GW1929: A nonthiazolidinedione PPARγ agonist, ameliorates neurological damage in global cerebral ischemic-reperfusion injury through reduction in inflammation and DNA fragmentation

Transient global cerebral ischemia results in acute neurodegeneration in selective brain areas. Global cerebral ischemic-reperfusion (IR) injury induced selective hippocampal damage results into various neurobehavioral deficits including spatial memory and learning deficiencies. In this study, we have investigated the protective effects of a nonthiazolidinedione PPARγ agonist, N-(2-benzoylphenyl)-O-[2-(methyl-2-pyridinylamino)ethyl]-l-tyrosine (GW1929), against global cerebral IR injury induced neurobehavioral deficits and brain damage in gerbils. Bilateral carotid artery occlusion induced global cerebral ischemia in gerbils resulted in neurological deficits, hyperlocomotion, reduced response latency in passive avoidance test and hippocampal damage. Hippocampal neurodegeneration after cerebral IR injury was also associated with significant increase in iNOS and MMP-9 immunoreactivity along with TNFα and IL-6 levels. Massive apoptotic DNA fragmentation as evident from increased TUNEL (terminal deoxynucleotidyl transferase mediated dUTP nick end labelling)-positive cells was also observed in the CA1 hippocampal region of IR challenged gerbils. GW1929 treatment significantly ameliorated cerebral IR induced neurological symptoms, hyperlocomotion, cognitive deficits and hippocampal neuronal damage in CA1 hippocampus region in gerbils. Significant reduction in IR injury induced iNOS and MMP-9 immunoreactivity, TNFα and IL-6 levels and apoptotic DNA fragmentation was also observed with GW1929 treatment. Pioglitazone, thiazolidinedione PPARγ agonist also exhibited similar effects on inflammatory parameters after global cerebral IR injury.In summary, this study demonstrates neuroprotective effects of GW1929 in global cerebral IR injury induced neurobehavioral deficits and brain pathology which may be attributed to reduced inflammation and apoptotic DNA fragmentation, suggesting therapeutic potential of PPARγ agonists in cerebral IR injury.

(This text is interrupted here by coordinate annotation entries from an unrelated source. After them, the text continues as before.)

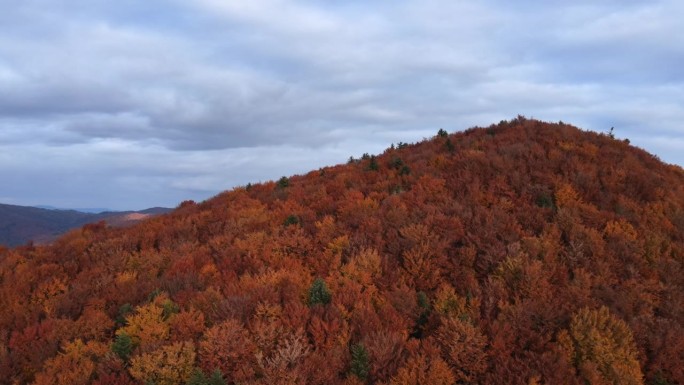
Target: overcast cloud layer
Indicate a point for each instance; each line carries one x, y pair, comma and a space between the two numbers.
129, 104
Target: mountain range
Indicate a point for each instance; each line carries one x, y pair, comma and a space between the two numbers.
524, 252
21, 224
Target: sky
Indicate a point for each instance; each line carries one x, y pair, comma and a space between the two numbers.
131, 104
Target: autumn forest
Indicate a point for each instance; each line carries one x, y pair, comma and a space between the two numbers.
520, 253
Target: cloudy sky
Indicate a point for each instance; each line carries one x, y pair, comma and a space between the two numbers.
129, 104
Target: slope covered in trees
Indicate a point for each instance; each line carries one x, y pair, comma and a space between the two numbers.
22, 224
521, 253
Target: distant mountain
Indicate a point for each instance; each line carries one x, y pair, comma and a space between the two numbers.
21, 224
92, 210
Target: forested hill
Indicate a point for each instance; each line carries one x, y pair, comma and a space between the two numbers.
21, 224
521, 253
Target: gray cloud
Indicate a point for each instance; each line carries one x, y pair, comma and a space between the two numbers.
130, 104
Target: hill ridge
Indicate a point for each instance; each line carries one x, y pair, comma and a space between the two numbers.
522, 252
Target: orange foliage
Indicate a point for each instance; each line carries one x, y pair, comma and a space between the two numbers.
467, 258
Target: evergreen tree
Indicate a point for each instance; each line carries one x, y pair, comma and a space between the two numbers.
319, 293
359, 363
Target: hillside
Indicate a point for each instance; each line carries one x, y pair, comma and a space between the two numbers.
21, 224
521, 253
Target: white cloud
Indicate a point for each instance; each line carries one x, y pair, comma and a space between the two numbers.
145, 103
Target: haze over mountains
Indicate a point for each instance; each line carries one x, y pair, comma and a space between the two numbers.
21, 224
520, 253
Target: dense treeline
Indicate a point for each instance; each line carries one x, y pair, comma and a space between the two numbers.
521, 253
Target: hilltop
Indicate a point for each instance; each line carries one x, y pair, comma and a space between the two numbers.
521, 253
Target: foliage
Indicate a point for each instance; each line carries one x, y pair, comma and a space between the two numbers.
536, 253
603, 346
359, 361
168, 365
123, 346
319, 294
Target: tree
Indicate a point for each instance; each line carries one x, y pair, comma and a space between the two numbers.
319, 293
227, 347
359, 363
423, 370
168, 365
602, 347
463, 347
74, 366
123, 346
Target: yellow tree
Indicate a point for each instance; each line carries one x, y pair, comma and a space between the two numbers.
424, 370
463, 347
75, 365
168, 365
147, 326
602, 347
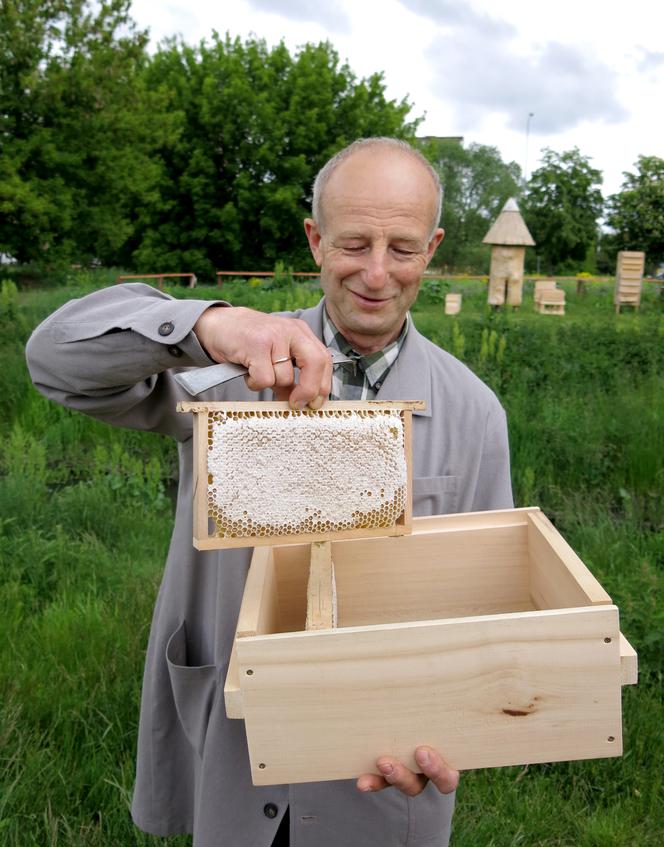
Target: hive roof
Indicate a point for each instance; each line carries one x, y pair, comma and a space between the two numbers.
509, 228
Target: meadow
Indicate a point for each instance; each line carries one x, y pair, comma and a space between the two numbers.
86, 513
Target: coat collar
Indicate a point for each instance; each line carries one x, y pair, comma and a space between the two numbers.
409, 377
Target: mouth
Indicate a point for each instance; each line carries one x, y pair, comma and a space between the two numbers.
369, 302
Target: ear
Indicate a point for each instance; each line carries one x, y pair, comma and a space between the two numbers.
432, 246
314, 238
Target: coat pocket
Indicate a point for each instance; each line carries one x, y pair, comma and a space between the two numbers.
435, 495
194, 689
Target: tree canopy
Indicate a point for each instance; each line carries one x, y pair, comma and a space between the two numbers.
476, 184
254, 126
77, 149
199, 158
562, 207
636, 214
188, 160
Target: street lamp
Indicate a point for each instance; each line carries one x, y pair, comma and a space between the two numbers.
525, 167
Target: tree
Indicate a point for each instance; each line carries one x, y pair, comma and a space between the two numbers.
77, 127
636, 213
254, 126
476, 184
562, 207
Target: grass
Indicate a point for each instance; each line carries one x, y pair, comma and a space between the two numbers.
86, 516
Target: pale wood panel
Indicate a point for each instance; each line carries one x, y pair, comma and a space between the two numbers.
559, 579
489, 691
321, 589
422, 577
629, 663
438, 571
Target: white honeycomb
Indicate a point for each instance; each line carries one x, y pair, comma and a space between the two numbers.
278, 473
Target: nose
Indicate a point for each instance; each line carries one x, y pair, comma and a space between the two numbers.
375, 275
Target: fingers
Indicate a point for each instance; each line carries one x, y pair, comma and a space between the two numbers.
393, 773
268, 346
435, 768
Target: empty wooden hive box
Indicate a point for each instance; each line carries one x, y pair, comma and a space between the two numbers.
548, 298
482, 634
452, 304
629, 278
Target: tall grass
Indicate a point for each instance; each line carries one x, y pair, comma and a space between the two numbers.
86, 516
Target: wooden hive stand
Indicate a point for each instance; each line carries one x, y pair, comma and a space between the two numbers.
629, 278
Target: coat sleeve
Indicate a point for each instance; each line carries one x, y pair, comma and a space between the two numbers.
494, 484
113, 353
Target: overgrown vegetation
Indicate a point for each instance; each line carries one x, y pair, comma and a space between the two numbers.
86, 516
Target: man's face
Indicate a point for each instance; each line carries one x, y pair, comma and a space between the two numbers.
378, 209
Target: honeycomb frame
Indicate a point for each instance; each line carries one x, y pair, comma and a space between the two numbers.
215, 529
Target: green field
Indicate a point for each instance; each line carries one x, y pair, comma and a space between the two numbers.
86, 514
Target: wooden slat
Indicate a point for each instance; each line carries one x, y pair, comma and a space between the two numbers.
259, 612
259, 615
487, 691
406, 519
629, 663
321, 590
200, 478
559, 579
232, 690
283, 406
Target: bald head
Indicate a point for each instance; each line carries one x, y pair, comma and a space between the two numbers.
396, 154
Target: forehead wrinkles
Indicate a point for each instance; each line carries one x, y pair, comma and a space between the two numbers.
352, 216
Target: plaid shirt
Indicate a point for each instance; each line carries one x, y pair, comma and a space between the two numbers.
362, 378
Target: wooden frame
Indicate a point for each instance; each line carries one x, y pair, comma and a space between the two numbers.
483, 635
205, 539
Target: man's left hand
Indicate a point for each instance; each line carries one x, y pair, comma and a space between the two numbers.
434, 768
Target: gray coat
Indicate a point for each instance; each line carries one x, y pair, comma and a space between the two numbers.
112, 355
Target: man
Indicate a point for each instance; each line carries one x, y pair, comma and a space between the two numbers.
374, 230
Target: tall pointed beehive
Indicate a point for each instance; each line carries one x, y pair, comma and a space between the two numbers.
509, 236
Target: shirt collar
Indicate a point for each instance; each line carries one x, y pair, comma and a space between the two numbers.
375, 365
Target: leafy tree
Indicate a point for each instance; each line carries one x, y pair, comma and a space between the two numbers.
254, 126
476, 184
562, 206
636, 213
77, 126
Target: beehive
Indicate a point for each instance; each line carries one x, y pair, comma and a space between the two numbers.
483, 635
629, 278
509, 236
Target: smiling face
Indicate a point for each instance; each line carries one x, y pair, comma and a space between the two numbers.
374, 243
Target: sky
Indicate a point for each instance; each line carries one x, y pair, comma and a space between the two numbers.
520, 76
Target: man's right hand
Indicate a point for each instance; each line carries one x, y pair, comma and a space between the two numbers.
268, 345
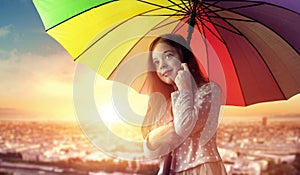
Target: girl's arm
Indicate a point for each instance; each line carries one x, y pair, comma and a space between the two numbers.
192, 115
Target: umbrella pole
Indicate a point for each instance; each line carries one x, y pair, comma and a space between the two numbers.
192, 20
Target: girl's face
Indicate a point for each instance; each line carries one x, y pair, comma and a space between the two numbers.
167, 62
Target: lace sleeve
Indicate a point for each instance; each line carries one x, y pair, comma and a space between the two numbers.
192, 111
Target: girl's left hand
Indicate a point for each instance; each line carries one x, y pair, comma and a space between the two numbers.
183, 80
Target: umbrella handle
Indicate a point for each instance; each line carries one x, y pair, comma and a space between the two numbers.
192, 20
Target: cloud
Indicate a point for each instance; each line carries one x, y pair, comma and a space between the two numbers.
41, 85
6, 30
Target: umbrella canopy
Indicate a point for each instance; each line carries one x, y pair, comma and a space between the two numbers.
250, 47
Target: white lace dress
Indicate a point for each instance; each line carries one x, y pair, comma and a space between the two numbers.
195, 118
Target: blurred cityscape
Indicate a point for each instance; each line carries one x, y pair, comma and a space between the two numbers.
265, 146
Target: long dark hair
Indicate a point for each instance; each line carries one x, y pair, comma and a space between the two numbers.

Research highlights▶ In this study, we have investigated the protective effects of a nonthiazolidinedione PPARγ agonist, N- (2-Benzoylphenyl)-O-[2-(methyl-2-pyridinylamino)ethyl]-l-tyrosine (GW1929), against global cerebral IR injury induced neurobehavioral deficits and brain damage in gerbils. ▶ Bilateral carotid artery occlusion induced global cerebral ischemia in gerbils resulted in neurological deficits, hyperlocomotion, reduced response latency in passive avoidance test and hippocampal damage. ▶ Hippocampal neurodegeneration after cerebral IR injury was also associated with significant increase in iNOS and MMP-9 immunoreactivity along with TNF α and IL-6 levels. Massive apoptotic DNA fragmentation as evident from increased TUNEL (terminal deoxynucleotidyl transferase mediated dUTP nick end labeling)-positive cells was also observed in the CA1 hippocampal region of IR challenged gerbils. ▶ GW1929 treatment significantly ameliorated cerebral IR induced neurological damage and inflammation and apoptosis. ▶ In summary, this study demonstrates neuroprotective effects of GW1929 in global cerebral IR Injury induced neurobehavioral deficits and brain pathology which may be attributed to reduced inflammation and apoptotic DNA fragmentation, suggesting therapeutic potential of PPARγ agonists in cerebral IR injury.